How could Crape Myrtles not steal the spotlight? They have a year-round flowering plant with an impressive bark. Crape myrtles (Lagerstroemia) are a deciduous tree, meaning that they lose their leaves seasonally. While they hold their value year-round, they are most impressive in full bloom.

The Southern Spotlight - Crepe Myrtle

Crape Myrtle trees are part of a large family with many varieties. Most are umbrella shaped and have several stems. Crape Myrtles bloom bright hues in the summer and deeper hues in the fall. They create a warm entrance and look great standing alone or with trees/shrubs to compliment. They pair exceptionally well with darker green hues.

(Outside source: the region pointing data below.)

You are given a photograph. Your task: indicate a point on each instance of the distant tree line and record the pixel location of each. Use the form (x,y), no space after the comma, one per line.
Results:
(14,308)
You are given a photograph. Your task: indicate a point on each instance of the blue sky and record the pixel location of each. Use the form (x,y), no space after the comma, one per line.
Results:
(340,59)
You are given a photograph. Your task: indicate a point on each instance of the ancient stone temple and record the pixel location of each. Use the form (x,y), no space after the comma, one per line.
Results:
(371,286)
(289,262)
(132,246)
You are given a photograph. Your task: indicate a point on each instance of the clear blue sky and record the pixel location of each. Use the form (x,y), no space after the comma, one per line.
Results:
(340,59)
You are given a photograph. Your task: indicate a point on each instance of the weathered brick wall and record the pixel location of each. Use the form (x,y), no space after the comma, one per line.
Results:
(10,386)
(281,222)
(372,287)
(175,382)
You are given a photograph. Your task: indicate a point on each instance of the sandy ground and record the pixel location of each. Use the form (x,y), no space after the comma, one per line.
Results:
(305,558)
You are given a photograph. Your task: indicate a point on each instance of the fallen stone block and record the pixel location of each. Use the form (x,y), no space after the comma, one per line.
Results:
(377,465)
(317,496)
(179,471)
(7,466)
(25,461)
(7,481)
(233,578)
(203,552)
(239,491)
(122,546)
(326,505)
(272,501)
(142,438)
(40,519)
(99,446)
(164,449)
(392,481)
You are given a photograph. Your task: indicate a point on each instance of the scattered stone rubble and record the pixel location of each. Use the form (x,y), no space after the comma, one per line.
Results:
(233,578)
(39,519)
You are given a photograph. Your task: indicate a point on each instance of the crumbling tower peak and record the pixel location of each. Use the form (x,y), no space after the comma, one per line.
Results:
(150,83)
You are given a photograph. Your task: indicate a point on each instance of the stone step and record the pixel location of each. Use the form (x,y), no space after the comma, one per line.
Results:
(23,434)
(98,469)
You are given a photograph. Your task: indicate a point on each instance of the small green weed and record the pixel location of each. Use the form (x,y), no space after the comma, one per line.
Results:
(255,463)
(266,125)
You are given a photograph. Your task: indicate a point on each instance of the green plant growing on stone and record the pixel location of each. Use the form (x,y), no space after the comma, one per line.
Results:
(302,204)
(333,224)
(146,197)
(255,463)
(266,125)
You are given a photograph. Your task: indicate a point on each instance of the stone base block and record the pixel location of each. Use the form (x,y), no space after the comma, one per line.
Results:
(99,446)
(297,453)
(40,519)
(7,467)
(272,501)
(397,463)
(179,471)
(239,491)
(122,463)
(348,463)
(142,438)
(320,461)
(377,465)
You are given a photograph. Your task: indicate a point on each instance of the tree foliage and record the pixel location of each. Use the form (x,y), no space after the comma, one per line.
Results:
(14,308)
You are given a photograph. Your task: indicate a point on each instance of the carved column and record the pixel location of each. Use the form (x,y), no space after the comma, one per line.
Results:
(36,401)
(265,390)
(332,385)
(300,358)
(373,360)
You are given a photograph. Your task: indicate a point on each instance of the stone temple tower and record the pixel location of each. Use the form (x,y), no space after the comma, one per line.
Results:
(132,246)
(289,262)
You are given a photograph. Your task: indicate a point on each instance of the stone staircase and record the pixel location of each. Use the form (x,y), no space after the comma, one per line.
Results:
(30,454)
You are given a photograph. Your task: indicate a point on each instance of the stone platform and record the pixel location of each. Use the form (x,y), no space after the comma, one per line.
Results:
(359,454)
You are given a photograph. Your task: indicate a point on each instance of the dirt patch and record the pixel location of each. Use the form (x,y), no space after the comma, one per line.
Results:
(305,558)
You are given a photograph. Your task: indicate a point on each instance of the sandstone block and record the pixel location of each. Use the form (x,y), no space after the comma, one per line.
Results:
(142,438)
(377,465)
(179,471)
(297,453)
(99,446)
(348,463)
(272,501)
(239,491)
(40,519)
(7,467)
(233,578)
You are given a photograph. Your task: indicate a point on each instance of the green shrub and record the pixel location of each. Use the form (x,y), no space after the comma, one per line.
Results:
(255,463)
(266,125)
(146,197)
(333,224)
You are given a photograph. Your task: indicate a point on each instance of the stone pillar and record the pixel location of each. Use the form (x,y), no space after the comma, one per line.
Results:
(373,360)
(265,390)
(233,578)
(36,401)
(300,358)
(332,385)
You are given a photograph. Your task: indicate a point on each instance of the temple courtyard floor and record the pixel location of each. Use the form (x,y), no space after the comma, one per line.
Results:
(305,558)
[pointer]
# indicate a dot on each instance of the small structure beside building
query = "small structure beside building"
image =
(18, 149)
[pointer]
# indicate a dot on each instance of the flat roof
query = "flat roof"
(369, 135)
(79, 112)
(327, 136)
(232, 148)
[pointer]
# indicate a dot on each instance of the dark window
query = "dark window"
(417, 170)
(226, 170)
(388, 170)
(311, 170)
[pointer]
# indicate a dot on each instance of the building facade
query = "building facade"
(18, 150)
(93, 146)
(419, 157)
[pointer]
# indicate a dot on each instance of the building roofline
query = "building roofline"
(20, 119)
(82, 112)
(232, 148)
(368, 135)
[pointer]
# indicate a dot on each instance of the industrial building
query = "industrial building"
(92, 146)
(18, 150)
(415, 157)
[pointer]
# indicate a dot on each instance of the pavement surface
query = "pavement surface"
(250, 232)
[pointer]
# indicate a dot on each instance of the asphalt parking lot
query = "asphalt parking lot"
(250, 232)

Several things to be aware of include placement, bark peeling, and pruning. In regards to placement, make sure you give the Crape Myrtle all the spotlight it deserves. They flourish in the sunlight. Their bark does shed, but don’t worry, newer and healthier layers are underneath. Pruning is best to do in the winter. Pruning is very important while the tree is young to develop strong shoots. It will flourish with age. You may also want to lightly prune them during the summer to keep blooms fresh.

Crape Myrtles have been the joy of the south since 1786 when King Louis XVI introduced them to Charleston, South Carolina. Today, it ranks as the South’s most popular and ornamental tree. They make great yard dividers for homes in crowded neighborhoods or fillers for open land.